At the moment, on the platform, our wallet infrastructure works exactly like a wallet that you would have otherwise used on any crypto platform, except that we natively pay out interest every Monday
Thus, Vauld generates financial interest on one side, and on the other side, they generate the yield people are looking to over collateralize and get a line of credit. They´re a simple net interest margin business, which makes a small percentage between the interest that they charge and what they pay out to their users.
“We’re able to over-collateralize and offer the line of credit against these asset classes. That’s pretty much the business,” he says.
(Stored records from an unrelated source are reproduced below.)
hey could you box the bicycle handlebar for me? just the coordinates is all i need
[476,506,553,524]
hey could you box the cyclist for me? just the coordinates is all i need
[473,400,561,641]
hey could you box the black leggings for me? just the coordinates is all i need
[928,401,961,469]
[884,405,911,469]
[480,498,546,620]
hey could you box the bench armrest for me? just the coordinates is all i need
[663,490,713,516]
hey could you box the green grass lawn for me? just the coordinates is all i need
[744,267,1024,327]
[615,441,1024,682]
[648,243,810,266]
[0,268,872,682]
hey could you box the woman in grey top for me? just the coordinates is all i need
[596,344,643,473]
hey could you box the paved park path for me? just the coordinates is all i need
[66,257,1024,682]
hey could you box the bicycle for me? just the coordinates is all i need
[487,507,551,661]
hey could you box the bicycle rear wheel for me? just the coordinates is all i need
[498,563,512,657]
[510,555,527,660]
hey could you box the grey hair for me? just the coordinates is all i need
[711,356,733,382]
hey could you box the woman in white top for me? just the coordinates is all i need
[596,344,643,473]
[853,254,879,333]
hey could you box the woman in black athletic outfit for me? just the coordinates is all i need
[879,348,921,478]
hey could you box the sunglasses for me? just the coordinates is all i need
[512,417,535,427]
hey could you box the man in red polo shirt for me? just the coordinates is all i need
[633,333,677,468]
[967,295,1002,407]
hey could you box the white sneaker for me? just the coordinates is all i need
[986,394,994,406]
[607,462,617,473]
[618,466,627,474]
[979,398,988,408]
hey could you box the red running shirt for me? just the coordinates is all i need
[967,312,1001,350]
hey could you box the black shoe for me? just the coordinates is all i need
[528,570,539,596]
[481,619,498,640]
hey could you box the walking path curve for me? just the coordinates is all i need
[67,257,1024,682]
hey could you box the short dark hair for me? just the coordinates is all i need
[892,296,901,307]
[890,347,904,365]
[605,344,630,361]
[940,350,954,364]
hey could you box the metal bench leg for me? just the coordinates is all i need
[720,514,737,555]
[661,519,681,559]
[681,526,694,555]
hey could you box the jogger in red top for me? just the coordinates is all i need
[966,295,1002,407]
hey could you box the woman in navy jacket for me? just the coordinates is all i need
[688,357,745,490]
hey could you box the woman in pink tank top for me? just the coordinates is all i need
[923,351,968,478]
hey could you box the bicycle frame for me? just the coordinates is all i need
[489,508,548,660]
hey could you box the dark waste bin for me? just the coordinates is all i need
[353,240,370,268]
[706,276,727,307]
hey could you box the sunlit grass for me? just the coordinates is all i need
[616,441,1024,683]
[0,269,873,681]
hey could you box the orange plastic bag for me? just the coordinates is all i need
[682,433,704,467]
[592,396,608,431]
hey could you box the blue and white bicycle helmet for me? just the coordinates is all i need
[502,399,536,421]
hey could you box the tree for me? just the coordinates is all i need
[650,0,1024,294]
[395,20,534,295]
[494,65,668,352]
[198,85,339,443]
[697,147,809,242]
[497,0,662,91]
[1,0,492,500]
As soon as a user deposits funds to their Vauld wallet, it goes to a centralized pool. From this centralized pool, the funds allocated for lending are lent out to borrowers (with a float maintained for withdrawals on the platform). This is what allows them to give interest to their users.
Vauld claims that their loans to their borrowers are risk free. They are over-collateralized by at least 150%, and are typically repaid in 30 days. The funds allocated for trading are stored with a trusted exchange partner, which currently is Binance, to facilitate trades on their order books.
“At the moment, on the platform, our wallet infrastructure works exactly like a wallet that you would have otherwise used on any crypto platform, except that we natively pay out interest every Monday,” he concludes.